Oracle Initialization Parameters for Data Warehouses

The configuration of a DWH database is different than the setting for an OLTP database. This has an impact on several initialization parameters of the Oracle database. The following list gives an overview of some important parameters that should be set correctly in a data warehouse environment.

Oracle 11g contains more than 340 initialization parameters to configure the database. In Oracle 12c, about 40 new parameters were added. Additionally, there are more than 3000 undocumented parameters available to influence internal functionalities and to enable or disable individual database features. A complete list of recommendations of a “typical” DWH database is almost impossible, but there are a couple of parameters that are important to be set properly. Some of the most important parameters are described in this blog post.

Optimization for Non-selective Queries

Most queries in a data warehouse are less selective than in an OLTP system. They read and aggregate many rows instead of reading a small subset of the data. Therefore, full table scans are much more important in a DWH environment than in an operational system. This is especially the case for all ETL jobs that load the data into the data warehouse. To increase the performance of full table scans, the following parameters should be set correctly.

  • The parameter db_file_multiblock_read_count should be increased to read more blocks during a multi-block read.
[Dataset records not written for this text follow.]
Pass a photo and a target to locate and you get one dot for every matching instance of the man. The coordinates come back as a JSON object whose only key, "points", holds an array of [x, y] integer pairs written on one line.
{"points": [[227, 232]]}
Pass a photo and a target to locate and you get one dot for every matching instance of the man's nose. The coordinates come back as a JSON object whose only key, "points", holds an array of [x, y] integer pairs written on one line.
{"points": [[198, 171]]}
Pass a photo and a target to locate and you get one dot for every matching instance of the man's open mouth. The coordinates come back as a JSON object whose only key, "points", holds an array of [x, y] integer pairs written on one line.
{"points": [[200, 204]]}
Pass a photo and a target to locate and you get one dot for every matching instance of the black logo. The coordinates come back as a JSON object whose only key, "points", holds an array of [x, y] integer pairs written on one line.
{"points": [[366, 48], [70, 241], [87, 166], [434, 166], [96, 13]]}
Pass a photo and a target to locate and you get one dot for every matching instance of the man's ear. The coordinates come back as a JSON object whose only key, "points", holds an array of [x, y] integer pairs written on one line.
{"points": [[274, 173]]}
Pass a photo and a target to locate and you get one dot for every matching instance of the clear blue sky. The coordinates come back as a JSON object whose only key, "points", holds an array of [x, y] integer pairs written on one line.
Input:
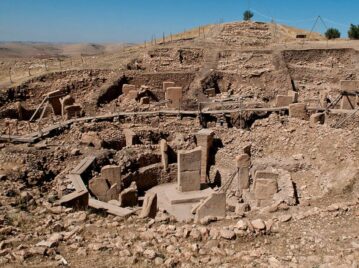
{"points": [[138, 20]]}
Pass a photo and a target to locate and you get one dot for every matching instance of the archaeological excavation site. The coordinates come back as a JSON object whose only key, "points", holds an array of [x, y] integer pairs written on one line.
{"points": [[235, 147]]}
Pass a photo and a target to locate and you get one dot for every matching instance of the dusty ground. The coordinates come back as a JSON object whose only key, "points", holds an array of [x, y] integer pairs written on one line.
{"points": [[238, 60]]}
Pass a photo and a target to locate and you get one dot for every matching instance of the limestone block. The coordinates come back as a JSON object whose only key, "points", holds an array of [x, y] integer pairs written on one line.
{"points": [[91, 138], [266, 174], [111, 173], [212, 206], [164, 153], [99, 187], [174, 97], [66, 101], [211, 92], [283, 101], [294, 95], [166, 85], [130, 137], [204, 139], [112, 193], [264, 189], [149, 208], [129, 197], [298, 110], [145, 100], [54, 100], [126, 88], [132, 95], [73, 111], [243, 163], [349, 85], [189, 170], [317, 118], [348, 103]]}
The recommended number depends on the block size and should be set to a value that allows to read 1MB with one multi-block read. For example, if db_block_size is 8K, the value of db_file_multiblock_read_count can be set to 128. If db_block_size is 16K, a value of 64 is recommended.
  • For the parameter db_block_size, a typical recommendation is to use a block size of 16K or 32K in data warehouses. Actually, the impact on the performance of full table scans is not very high. In most cases, the default value of 8K is enough, but for large databases is can be helpful to increase the block size.
  • The default value for the parameter optimizer_mode is ALL_ROWS, and it must not be changed in a DWH environment. For the ETL processes and for most of the queries on a data mart, the throughput of the rows is more important than the response time for the first rows. The values FIRST_ROWS_n is adequate for OLTP systems, but not for data warehouses.
  • The parameters optimizer_index_cost_adj and optimizer_index_caching are obsolete if you gather system statistics. Although the default values are not perfect in all situations, they are good for typical DWH queries and should not be changed.

Enough Memory for Large Data Sets

For aggregations, hash joins and sort operations it is important to have enough memory available to avoid additional I/O on the temporary tablespace. This can be configured with several initialization parameters.

  • The strategy to assign work areas in the Private Global Area (PGA) can be defined with the parameter workarea_size_policy. On database level, it is reasonable to use the default value AUTO. In this case, the work areas for aggregations, hash joins and sort operations are allocated dynamically within the memory limit defined with the parameter pga_aggregate_target. In Oracle 12c, the upper limit of the PGA size can be defined by the parameter pga_aggregate_limit.
  • With Automatic Memory Management (AMM), the maintenance of the System Global Area (SGA) and Private Global Area (PGA) can be simplified. If the parameter memory_target is set to a value more than 0, the memory allocation of SGA and PGA is done dynamically. With the parameter memory_max_target, the maximal size of SGA+PGA can be specified.
  • For large ETL jobs it might be useful to allocate enough PGA memory for individual operations to reduce I/O on the temporary tablespace. In this case, the parameter workarea_size_policy can be set to MANUAL on session level. With the parameters hash_area_size (for hash joins) and sort_area_size (for sort operations), the amount of memory for the used work areas can be defined. This should be done on session level only. It is not recommended to use this policy for the whole database.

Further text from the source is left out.